The dual-window technique (short window AND long window) reduces false positives. A brief spike that resolves quickly will trigger the short window but not the long window, preventing unnecessary pages.
Alert Design Principles
Alert on symptoms, not causes. Alert on "users are seeing errors" not "CPU is high." High CPU that causes no user impact is not an alert-worthy event.
Use multi-window, multi-burn-rate alerts. Catch both sudden outages and gradual degradation.
Every alert must have a runbook. If there is no documented response procedure, the alert is not ready for production.
Page only for things that need immediate human action. Everything else should be a ticket, a dashboard, or a weekly report.

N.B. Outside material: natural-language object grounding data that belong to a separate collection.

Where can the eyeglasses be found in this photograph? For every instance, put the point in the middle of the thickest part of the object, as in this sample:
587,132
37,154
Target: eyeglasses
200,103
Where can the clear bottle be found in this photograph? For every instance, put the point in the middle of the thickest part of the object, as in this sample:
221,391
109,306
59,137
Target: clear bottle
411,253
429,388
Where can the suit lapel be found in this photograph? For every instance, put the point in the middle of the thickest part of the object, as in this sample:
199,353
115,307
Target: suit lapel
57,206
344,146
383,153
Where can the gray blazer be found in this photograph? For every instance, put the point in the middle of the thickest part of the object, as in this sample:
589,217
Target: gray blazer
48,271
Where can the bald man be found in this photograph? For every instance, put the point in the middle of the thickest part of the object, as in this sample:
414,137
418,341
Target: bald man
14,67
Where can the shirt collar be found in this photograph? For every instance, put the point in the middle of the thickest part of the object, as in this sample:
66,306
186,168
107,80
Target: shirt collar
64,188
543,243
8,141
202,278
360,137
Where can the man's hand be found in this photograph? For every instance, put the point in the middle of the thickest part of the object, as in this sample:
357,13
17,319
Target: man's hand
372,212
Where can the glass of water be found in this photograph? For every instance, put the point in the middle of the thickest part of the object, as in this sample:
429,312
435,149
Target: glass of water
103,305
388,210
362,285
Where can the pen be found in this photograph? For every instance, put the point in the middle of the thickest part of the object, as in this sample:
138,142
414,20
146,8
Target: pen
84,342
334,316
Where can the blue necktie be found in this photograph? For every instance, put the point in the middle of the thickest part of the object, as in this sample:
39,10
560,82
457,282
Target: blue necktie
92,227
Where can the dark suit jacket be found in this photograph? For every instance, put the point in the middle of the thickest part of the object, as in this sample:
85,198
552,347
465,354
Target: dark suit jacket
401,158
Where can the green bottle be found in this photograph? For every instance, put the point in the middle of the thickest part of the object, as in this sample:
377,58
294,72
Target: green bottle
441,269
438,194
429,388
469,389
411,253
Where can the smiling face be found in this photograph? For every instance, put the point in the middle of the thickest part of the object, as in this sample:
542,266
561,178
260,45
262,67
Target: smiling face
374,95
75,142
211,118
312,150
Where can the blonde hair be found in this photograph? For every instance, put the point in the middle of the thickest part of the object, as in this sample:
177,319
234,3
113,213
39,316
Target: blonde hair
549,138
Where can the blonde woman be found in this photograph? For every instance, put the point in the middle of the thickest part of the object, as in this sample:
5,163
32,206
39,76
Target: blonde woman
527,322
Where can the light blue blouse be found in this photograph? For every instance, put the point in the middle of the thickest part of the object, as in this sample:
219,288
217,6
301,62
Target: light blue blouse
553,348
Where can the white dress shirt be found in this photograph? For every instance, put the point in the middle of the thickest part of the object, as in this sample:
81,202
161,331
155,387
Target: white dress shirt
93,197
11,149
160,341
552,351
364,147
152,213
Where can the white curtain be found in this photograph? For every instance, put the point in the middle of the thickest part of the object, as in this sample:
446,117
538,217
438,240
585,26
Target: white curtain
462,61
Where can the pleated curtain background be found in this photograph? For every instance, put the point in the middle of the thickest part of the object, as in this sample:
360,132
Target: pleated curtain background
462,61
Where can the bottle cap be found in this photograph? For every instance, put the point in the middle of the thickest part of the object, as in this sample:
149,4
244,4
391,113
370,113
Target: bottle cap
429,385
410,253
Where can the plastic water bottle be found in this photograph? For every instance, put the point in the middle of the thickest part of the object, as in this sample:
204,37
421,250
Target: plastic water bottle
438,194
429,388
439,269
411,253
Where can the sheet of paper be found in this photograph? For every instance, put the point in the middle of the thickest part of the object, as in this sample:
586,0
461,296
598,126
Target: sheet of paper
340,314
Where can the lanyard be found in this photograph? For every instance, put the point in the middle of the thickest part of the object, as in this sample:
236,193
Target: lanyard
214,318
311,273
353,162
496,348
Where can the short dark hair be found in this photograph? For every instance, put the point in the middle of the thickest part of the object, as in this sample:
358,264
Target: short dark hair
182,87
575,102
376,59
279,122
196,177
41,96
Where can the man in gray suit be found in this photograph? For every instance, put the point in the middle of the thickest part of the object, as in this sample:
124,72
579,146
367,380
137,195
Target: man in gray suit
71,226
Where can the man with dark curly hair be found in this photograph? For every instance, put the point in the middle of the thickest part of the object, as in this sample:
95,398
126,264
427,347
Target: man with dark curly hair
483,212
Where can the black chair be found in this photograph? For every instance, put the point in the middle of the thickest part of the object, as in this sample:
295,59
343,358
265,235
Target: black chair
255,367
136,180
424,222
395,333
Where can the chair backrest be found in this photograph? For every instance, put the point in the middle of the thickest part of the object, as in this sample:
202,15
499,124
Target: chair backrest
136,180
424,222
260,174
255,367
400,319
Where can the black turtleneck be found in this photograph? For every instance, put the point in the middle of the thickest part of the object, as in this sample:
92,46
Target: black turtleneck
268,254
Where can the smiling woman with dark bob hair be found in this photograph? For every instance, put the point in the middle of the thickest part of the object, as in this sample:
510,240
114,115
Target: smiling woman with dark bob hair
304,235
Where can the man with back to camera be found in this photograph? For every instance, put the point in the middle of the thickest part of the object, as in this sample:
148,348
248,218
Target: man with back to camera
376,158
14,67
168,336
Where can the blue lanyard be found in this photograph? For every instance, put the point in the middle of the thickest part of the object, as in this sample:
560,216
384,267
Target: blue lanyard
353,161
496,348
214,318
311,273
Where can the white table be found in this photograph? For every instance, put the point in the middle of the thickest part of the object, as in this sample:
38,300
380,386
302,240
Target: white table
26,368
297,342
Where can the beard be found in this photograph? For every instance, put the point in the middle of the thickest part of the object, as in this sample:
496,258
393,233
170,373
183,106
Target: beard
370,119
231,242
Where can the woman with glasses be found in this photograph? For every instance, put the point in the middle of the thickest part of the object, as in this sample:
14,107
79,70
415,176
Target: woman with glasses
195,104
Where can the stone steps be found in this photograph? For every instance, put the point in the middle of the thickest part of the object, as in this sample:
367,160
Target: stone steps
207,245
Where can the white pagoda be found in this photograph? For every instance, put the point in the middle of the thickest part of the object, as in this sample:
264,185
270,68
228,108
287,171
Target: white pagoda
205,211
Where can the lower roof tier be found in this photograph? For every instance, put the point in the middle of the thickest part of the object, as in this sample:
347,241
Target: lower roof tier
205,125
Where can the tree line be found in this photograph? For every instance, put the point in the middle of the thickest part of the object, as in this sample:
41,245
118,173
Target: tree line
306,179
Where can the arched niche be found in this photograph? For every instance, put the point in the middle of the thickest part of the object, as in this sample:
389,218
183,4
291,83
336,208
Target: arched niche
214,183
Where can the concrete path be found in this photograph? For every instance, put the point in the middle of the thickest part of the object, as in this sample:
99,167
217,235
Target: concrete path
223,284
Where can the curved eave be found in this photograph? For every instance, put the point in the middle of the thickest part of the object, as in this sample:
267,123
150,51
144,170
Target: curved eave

Alert Classification Matrix
| Signal | Page (wake someone up) | Ticket (fix this week) | Dashboard (awareness) |
|---|---|---|---|
| Error rate > 10x SLO burn rate | Yes | -- | -- |
| Error rate > 3x SLO burn rate | -- | Yes | Yes |
| Latency p99 > 2x SLO | Depends on duration | Yes | Yes |
| Single pod crash | No | No | Yes |
| Deployment failed | No (auto-rollback) | Yes | Yes |
| Certificate expiring in 7 days | No | Yes | -- |
| Disk 90% full | -- | Yes | Yes |
| Disk 98% full | Yes | -- | -- |
Alert Fatigue: The Enemy of Observability
Alert fatigue occurs when on-call engineers receive so many alerts that they begin ignoring them. This is the single biggest risk to an observability-driven testing program.
Diagnosing Alert Fatigue
| Symptom | Indicates |
|---|---|
| >10 pages per on-call shift | Too many alerts, insufficient filtering |
| >50% of pages are "no action needed" | Too many false positives |
| Average acknowledgment time > 10 minutes | Engineers are ignoring alerts |
| Snooze rate > 30% | Alerts are not actionable |
Curing Alert Fatigue
- Audit every alert. For each alert, ask: "Did this require immediate human action?" If the answer is consistently "no," downgrade from page to ticket.
- Group correlated alerts. If a single incident triggers 15 alerts, create a meta-alert that groups them.
- Set maintenance windows. During deployments, suppress known transient alerts.
- Review monthly. Track alert-to-action ratio. Target >70% of pages resulting in meaningful action.
Metrics and alerting are the real-time nervous system of your production environment. Well-designed alerts catch problems before users notice; poorly designed alerts create noise that hides real problems.